A retrospective cohort study was performed, based on early postoperative data (May 1989 to January 2009) of cadaver donor lung transplantation patients of the Complexo Hospitalar Santa Casa Group of Porto Alegre, Brazil. Statistical analysis was made with SPSS using chi-square tests and Fisher tests for categorical variables, and using Mann–Whitney tests and Student t tests for quantitative variables.

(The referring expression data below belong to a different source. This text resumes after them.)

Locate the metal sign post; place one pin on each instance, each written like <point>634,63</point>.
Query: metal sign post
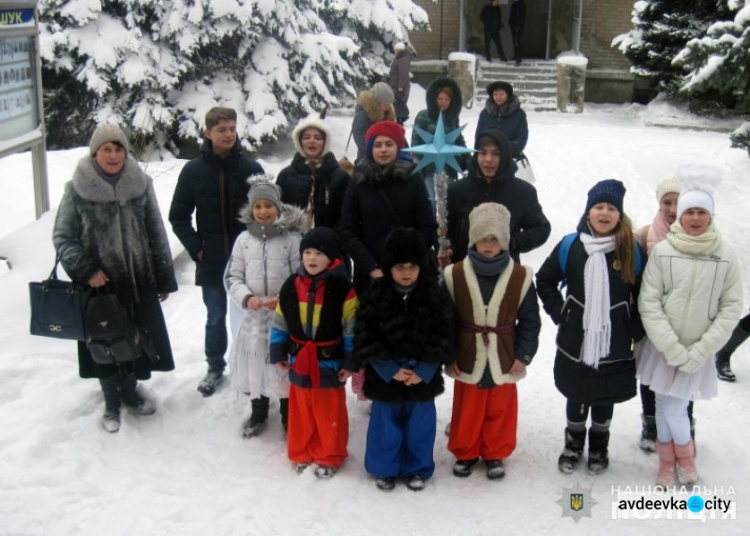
<point>21,108</point>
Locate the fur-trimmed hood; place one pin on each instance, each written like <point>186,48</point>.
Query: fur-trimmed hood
<point>89,184</point>
<point>509,108</point>
<point>311,122</point>
<point>453,111</point>
<point>372,108</point>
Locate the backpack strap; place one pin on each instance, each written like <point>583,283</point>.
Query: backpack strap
<point>562,255</point>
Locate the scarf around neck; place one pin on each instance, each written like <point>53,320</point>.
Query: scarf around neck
<point>597,326</point>
<point>704,244</point>
<point>486,266</point>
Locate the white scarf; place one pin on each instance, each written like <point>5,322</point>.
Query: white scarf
<point>597,326</point>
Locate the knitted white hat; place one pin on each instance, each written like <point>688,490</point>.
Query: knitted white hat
<point>311,121</point>
<point>490,219</point>
<point>107,133</point>
<point>668,184</point>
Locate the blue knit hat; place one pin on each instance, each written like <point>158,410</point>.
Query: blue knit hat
<point>609,191</point>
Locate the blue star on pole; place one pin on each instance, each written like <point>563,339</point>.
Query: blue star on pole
<point>439,148</point>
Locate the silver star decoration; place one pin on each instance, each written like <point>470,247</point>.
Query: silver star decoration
<point>439,149</point>
<point>576,502</point>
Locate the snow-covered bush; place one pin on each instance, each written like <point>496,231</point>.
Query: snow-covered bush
<point>155,67</point>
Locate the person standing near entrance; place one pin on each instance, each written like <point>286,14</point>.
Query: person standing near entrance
<point>214,186</point>
<point>516,22</point>
<point>493,22</point>
<point>399,81</point>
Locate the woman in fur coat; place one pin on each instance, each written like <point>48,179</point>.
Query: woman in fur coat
<point>314,181</point>
<point>109,231</point>
<point>263,257</point>
<point>690,301</point>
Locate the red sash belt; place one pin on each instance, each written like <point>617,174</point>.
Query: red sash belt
<point>306,362</point>
<point>504,329</point>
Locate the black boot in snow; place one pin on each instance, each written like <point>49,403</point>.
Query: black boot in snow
<point>648,434</point>
<point>257,421</point>
<point>598,453</point>
<point>723,370</point>
<point>284,410</point>
<point>571,454</point>
<point>133,399</point>
<point>111,390</point>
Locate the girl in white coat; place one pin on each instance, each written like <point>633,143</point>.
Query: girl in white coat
<point>690,300</point>
<point>263,257</point>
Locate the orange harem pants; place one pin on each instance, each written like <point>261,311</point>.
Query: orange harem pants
<point>484,421</point>
<point>318,426</point>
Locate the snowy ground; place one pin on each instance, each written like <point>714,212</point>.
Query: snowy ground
<point>187,471</point>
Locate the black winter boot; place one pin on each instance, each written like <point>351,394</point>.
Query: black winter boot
<point>284,410</point>
<point>111,390</point>
<point>598,454</point>
<point>648,434</point>
<point>133,399</point>
<point>723,369</point>
<point>571,454</point>
<point>257,421</point>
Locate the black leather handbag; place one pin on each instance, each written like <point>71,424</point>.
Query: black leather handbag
<point>58,307</point>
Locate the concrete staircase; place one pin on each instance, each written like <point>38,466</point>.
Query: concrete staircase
<point>534,81</point>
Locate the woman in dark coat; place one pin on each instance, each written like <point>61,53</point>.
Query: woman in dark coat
<point>597,321</point>
<point>383,195</point>
<point>443,95</point>
<point>503,112</point>
<point>109,231</point>
<point>314,181</point>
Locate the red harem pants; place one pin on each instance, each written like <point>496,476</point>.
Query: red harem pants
<point>484,421</point>
<point>318,426</point>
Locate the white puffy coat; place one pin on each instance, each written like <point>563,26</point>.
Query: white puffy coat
<point>262,259</point>
<point>690,302</point>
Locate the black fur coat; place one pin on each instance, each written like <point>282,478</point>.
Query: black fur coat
<point>393,326</point>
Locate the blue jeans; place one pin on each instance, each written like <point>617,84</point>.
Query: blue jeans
<point>215,299</point>
<point>401,439</point>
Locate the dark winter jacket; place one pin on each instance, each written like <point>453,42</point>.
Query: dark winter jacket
<point>399,78</point>
<point>427,121</point>
<point>120,232</point>
<point>509,119</point>
<point>394,330</point>
<point>366,219</point>
<point>517,18</point>
<point>215,188</point>
<point>321,344</point>
<point>529,226</point>
<point>492,18</point>
<point>331,182</point>
<point>614,380</point>
<point>366,113</point>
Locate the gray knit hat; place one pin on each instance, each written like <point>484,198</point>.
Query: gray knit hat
<point>107,133</point>
<point>382,93</point>
<point>490,219</point>
<point>262,188</point>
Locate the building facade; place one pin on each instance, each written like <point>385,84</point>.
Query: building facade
<point>552,27</point>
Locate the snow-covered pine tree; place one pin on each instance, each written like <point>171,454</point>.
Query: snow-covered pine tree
<point>720,62</point>
<point>155,67</point>
<point>661,29</point>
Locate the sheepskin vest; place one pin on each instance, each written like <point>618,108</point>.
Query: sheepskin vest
<point>487,334</point>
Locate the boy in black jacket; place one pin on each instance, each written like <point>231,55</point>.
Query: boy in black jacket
<point>402,336</point>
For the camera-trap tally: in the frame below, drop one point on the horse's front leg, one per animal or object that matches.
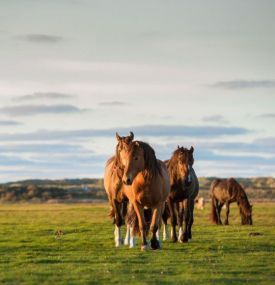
(184, 237)
(154, 226)
(118, 223)
(171, 206)
(142, 225)
(219, 209)
(191, 218)
(180, 219)
(226, 222)
(165, 217)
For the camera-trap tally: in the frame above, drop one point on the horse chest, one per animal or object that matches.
(178, 194)
(144, 197)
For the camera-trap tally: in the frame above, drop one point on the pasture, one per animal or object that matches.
(73, 244)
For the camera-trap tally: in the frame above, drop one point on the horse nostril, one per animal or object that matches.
(128, 181)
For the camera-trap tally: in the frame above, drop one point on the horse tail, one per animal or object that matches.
(132, 220)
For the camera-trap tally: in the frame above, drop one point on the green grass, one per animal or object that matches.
(31, 253)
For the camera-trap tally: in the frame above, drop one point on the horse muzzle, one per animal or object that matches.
(127, 181)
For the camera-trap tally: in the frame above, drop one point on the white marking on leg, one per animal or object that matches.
(118, 240)
(157, 234)
(180, 234)
(127, 237)
(165, 232)
(132, 242)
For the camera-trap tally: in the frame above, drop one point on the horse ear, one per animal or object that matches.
(118, 137)
(131, 135)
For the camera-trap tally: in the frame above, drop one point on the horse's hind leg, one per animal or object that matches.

Of 300 lung transplantation patients, 108 cases had been reviewed at the time of this study. One hundred were single-lung transplantation patients. Sixty-two were males. The mean age was 52 years (9 to 72 years). Thirty-seven percent of patients had lung emphysema; 36% had idiopathic pulmonary fibrosis; 9.3% had lymphangioleiomyomatosis; 2.8% had cystic fibrosis; 2.8% had pneumoconiosis; 1.9% had α1-antitripsin deficiency; 1.9% had McLoud disease; 1% had pulmonary emphysema and pulmonary fibrosis; 0.9% had sarcoidosis, 0.9% had bronchiolitis obliterans; and 0.9% had pulmonary arterial hypertension. During the surgical procedure, the ischemia mean time was 187.5 minutes (5 to 360 minutes), and 15.7% of patients were in extracorporeal circulation. The mean systolic pulmonary arterial pressure at the beginning of surgery was 37.25 mmHg (11 to 88 mmHg), and was 26.42 mmHg (10 to 44 mmHg) at the end of surgery. In the early postoperative state, the mean APACHE score was 17.43 (9 to 33) and the mean SAPS III was 30 (14 to 49). The mean time of stay in the ICU was 9.5 days (1 to 192 days), the mean time of intubation was 12.5 hours (1 to 432 hours) after the surgery, and 14% of patients needed reintubation. The mean PaO2/FiO2 ratio in the immediate postoperative period was 203, and was 266 in the first 24 hours postoperative. The mean systolic pulmonary arterial pressure was 26.1 mmHg (11 to 76 mmHg), and the mean wedge pulmonary arterial pressure was 9.8 mmHg (1 to 22 mmHg). The median time of vasopressor was 26 hours (1 to 336 hours). Thirty-four patients had ischemia/reperfusion injury (light = 7.4%, mild = 7.4% and severe = 15.7%) and 43.5% had acute rejection in the first 30 days postoperative (light = 12%, mild = 13% and severe = 10%). Forty-three patients had infectious complications in the early postoperative stage; the respiratory system was the most compromised (40%). Only four patients had surgical complications that forced their return to the operating room (hemothorax = three patients, bilateral pneumothorax = one patient). The most common clinical complications were acute renal insufficiency (13%, and 8.3% of them needed dialysis), intestinal perforation (3.7%), delirium (2%), and stroke (0.9%). The mortality rate at 28 days was 22%, and at 90 days was 25%.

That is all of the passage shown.